Good Food Blog
Nutrition labelling on the menuPosted at 12:02PM, 27 January 2009 by Sue Todd - Food journalist and dietitian
You've just ordered a cappuccino and while you wait for the barista to make it, your eyes are drawn to the cakes and pastries... You're just about to indulge, when you notice on the price tag that the almond croissant contains 350 calories and even the 'skinny' muffin is 500 calories. You decide to wait until lunch.
New plans from the Food Standards Agency (FSA) for nutrition labelling in restaurants could soon be helping you to make healthier choices when eating out. An initial voluntary trial offering calorie counts is due to start this summer with a small selection of companies. Pizza Hut and Subway have been the first two to sign up; others have yet to be confirmed.
This new scheme is designed to make us more aware of what we're eating in everyday restaurants, pubs, coffee shops, sandwich bars and takeaways (not in your local Gordon Ramsay). The calories in a dish will be posted next to the name of it and the price, not just on the company website. As part of the drive to reduce obesity, the desired effect is two-fold - that people will choose more wisely and that outlets will offer healthier options.
New York City has pioneered this radical way of making people think twice about what they choose when eating out. Since May last year, chains with more than 15 outlets nationwide have been legally required to label the calorie content of dishes. Early reports by health officials estimate people consume on average 50-100 calories less each time they buy a meal out, while news reports tell of people being shocked by the calorie count of what they were buying, changing their bad snacking habits and choosing the smallest portions.

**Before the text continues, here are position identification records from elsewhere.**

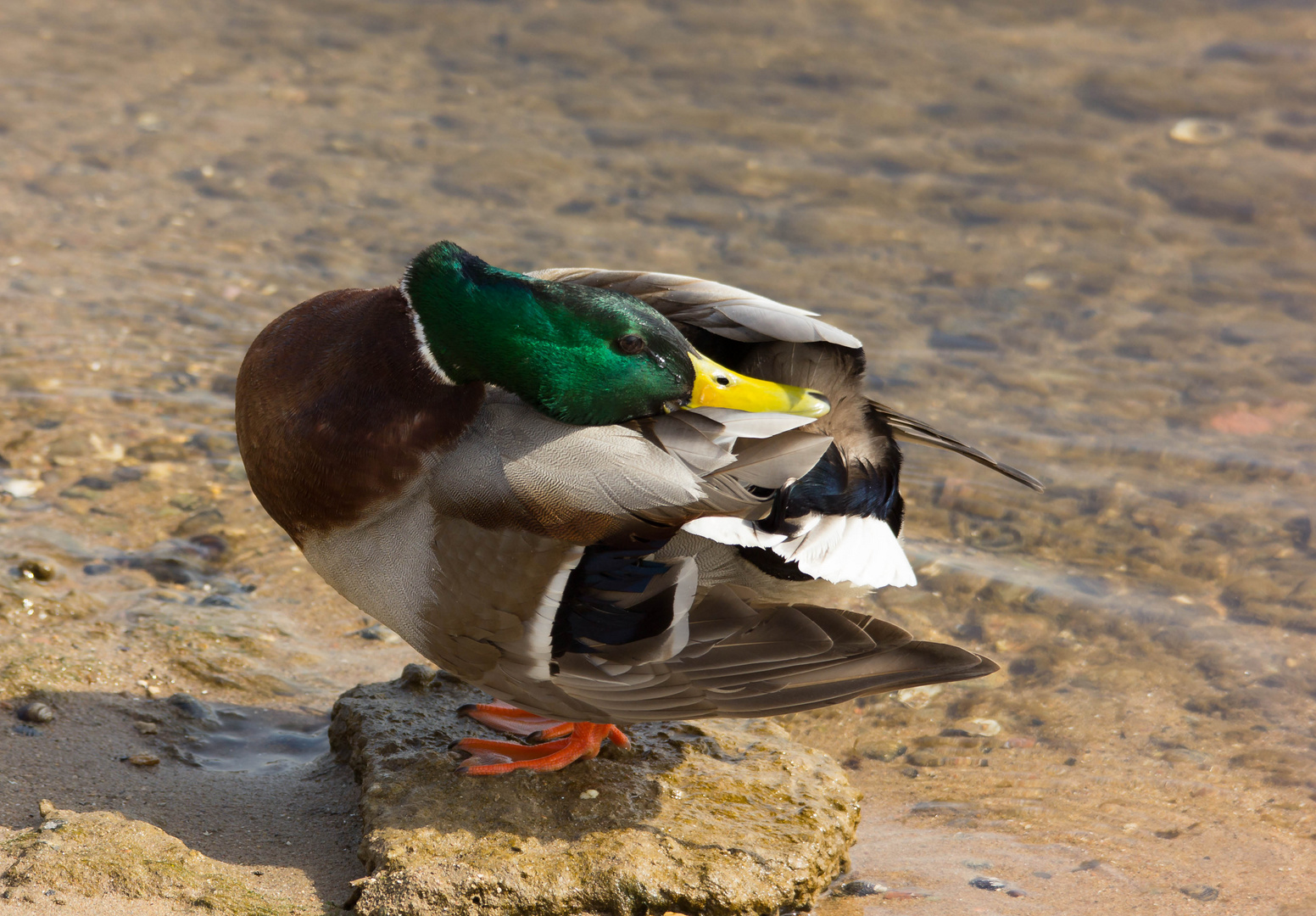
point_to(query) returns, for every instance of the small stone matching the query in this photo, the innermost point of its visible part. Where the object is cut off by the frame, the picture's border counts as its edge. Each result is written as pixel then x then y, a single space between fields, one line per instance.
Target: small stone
pixel 159 449
pixel 36 712
pixel 190 707
pixel 37 569
pixel 1201 131
pixel 981 728
pixel 916 698
pixel 881 749
pixel 416 675
pixel 215 445
pixel 20 489
pixel 199 522
pixel 861 889
pixel 378 634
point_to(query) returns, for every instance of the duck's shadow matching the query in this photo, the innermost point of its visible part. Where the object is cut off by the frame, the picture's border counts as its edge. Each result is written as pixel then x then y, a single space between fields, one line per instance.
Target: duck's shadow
pixel 248 786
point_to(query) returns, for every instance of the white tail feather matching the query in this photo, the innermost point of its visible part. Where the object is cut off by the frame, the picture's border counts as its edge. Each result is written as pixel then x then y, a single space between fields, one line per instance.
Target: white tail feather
pixel 834 548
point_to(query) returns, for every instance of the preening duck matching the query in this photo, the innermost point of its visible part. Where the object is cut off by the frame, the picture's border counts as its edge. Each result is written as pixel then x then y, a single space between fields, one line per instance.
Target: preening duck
pixel 602 496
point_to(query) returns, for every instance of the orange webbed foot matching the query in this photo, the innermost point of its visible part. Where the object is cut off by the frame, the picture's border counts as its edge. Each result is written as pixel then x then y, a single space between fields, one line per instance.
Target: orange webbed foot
pixel 574 741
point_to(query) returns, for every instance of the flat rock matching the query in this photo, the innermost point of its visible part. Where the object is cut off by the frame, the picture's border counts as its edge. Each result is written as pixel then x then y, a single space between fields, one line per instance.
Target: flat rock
pixel 717 816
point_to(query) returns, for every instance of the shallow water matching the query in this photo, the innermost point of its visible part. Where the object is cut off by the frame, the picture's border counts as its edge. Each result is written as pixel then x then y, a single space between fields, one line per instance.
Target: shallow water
pixel 996 196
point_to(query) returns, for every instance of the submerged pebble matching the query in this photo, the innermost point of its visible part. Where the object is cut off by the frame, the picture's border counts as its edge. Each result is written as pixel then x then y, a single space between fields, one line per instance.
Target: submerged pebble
pixel 378 634
pixel 37 569
pixel 861 887
pixel 916 698
pixel 190 707
pixel 36 712
pixel 1201 131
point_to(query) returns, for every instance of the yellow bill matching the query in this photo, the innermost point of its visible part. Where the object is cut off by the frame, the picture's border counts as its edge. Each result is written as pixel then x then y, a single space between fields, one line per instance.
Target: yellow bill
pixel 717 386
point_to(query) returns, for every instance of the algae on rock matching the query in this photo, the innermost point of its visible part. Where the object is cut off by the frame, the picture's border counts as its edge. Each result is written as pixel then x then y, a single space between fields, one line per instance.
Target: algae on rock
pixel 100 853
pixel 717 818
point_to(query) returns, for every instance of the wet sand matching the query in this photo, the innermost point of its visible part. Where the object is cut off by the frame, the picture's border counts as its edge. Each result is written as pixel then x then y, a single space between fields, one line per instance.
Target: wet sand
pixel 1003 200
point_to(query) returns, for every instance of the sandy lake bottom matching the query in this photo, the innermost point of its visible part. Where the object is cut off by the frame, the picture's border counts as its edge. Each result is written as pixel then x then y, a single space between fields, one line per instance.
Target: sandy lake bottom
pixel 1077 234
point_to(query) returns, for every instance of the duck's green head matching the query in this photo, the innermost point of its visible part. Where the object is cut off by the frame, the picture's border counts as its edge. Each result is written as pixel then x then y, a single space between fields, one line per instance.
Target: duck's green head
pixel 581 355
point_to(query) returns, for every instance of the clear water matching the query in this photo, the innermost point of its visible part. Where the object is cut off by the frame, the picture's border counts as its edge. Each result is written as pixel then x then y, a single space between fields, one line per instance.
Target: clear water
pixel 1001 199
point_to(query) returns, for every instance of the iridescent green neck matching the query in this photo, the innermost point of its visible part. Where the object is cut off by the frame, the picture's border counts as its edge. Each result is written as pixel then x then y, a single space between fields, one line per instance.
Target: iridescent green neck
pixel 553 345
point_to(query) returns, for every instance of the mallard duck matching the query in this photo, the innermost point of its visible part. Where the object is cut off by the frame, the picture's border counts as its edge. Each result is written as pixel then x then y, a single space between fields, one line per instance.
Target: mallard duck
pixel 602 496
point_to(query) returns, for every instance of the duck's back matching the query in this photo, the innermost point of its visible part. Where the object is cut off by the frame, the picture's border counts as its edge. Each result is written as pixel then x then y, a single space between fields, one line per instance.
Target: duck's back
pixel 336 408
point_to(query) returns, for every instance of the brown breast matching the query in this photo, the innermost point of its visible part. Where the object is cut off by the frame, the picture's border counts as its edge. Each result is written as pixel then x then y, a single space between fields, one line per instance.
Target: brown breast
pixel 336 408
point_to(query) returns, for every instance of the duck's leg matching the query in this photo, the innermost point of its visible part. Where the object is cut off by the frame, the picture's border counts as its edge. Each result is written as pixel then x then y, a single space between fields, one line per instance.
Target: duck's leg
pixel 574 741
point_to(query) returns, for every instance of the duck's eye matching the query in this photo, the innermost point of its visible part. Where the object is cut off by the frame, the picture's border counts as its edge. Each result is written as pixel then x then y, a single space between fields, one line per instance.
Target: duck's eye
pixel 631 344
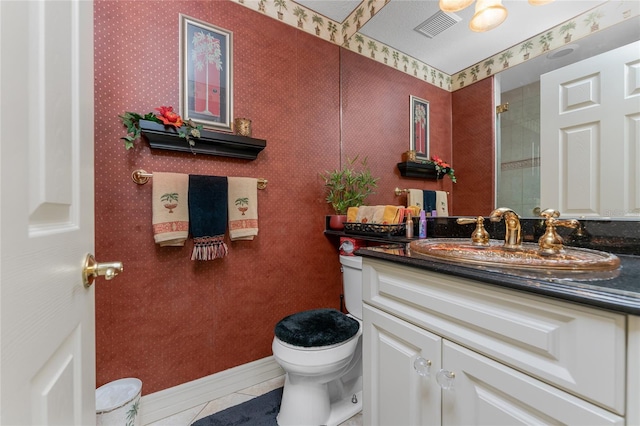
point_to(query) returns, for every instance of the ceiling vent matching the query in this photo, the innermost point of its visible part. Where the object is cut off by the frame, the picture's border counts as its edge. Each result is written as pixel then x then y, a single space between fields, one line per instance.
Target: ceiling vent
pixel 437 23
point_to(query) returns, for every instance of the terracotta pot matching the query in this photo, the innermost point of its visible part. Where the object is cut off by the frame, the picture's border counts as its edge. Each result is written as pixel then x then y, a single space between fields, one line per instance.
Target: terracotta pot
pixel 336 222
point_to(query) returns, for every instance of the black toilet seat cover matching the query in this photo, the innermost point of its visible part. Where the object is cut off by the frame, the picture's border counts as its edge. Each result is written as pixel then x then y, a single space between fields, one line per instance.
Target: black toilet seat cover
pixel 317 327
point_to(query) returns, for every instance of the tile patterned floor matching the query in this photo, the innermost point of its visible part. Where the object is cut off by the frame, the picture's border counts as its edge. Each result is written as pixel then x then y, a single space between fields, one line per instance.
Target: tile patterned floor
pixel 187 417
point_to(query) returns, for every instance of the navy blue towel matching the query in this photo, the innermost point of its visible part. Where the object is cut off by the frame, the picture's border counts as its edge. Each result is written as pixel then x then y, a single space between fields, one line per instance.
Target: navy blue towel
pixel 208 216
pixel 429 200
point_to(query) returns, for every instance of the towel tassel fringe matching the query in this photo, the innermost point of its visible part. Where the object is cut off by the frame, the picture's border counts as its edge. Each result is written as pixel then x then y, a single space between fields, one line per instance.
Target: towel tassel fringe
pixel 209 248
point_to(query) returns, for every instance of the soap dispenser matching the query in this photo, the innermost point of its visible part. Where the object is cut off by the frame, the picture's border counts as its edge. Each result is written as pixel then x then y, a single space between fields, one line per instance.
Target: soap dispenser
pixel 422 225
pixel 409 225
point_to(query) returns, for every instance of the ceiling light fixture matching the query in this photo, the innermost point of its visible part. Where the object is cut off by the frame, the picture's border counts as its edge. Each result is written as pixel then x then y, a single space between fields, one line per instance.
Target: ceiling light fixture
pixel 488 15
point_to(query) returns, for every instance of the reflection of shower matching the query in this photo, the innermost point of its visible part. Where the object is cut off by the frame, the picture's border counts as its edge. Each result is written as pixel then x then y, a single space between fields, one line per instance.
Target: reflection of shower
pixel 206 58
pixel 518 150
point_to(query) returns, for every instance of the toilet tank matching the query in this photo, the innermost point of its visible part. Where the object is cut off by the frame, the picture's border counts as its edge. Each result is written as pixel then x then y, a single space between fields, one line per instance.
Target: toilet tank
pixel 352 284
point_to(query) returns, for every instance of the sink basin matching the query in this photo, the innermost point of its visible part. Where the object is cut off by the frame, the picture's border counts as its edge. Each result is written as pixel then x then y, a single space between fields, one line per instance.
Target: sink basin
pixel 526 257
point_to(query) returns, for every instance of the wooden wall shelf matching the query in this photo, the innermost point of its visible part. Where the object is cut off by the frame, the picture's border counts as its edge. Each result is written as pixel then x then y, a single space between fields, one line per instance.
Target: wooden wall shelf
pixel 418 170
pixel 160 136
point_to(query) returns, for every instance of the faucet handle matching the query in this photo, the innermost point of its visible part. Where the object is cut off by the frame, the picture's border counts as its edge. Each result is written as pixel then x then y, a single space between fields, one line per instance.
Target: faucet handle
pixel 480 236
pixel 550 213
pixel 551 242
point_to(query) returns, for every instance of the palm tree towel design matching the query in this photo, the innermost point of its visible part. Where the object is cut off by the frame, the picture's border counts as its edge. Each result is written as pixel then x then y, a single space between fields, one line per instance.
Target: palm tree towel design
pixel 243 208
pixel 208 216
pixel 170 208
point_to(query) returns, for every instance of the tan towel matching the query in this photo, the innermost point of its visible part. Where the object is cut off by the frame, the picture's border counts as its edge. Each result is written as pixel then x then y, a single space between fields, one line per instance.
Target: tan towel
pixel 352 214
pixel 415 197
pixel 442 205
pixel 365 214
pixel 170 208
pixel 243 208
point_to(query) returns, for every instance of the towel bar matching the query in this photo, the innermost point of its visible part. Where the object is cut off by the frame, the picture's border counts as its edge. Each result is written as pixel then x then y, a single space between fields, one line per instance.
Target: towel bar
pixel 399 191
pixel 141 177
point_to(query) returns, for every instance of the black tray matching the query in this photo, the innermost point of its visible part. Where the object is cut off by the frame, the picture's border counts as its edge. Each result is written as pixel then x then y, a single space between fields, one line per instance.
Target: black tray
pixel 374 229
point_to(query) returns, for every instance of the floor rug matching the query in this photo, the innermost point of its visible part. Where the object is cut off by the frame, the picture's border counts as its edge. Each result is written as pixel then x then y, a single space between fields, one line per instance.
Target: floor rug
pixel 259 411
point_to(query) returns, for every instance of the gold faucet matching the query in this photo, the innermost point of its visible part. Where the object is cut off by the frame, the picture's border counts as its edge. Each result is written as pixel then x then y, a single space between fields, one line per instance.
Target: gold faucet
pixel 513 233
pixel 480 236
pixel 551 242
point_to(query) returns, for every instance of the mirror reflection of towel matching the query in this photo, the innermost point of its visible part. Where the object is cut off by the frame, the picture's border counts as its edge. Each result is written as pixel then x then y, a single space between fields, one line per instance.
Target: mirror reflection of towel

Even obesity nutritionists find it hard to judge the calorie content of dishes from the description on the menu
Consumer research in the UK has made the FSA confident that people want the information here too. The impact could be significant. One in six meals are eaten out, and they contribute nearly a quarter of our total energy intake. Most people, though, are unaware of the amount of calories in the food, and similar-sounding choices can hit you with wildly varying amounts of calories. Even obesity nutritionists find it hard to judge the calorie content of dishes from the description on the menu. A recent study by the Food Commission tested some experts and asked them to judge which menu options contained the most calories. None of them got all five questions right and only a quarter answered more than two correctly.
So, are you looking forward to getting the information to help you choose your next lunch more wisely and to put the brakes on your little indulgent moments? Or do you want to order your double-chocolate muffin without the guilt-trip?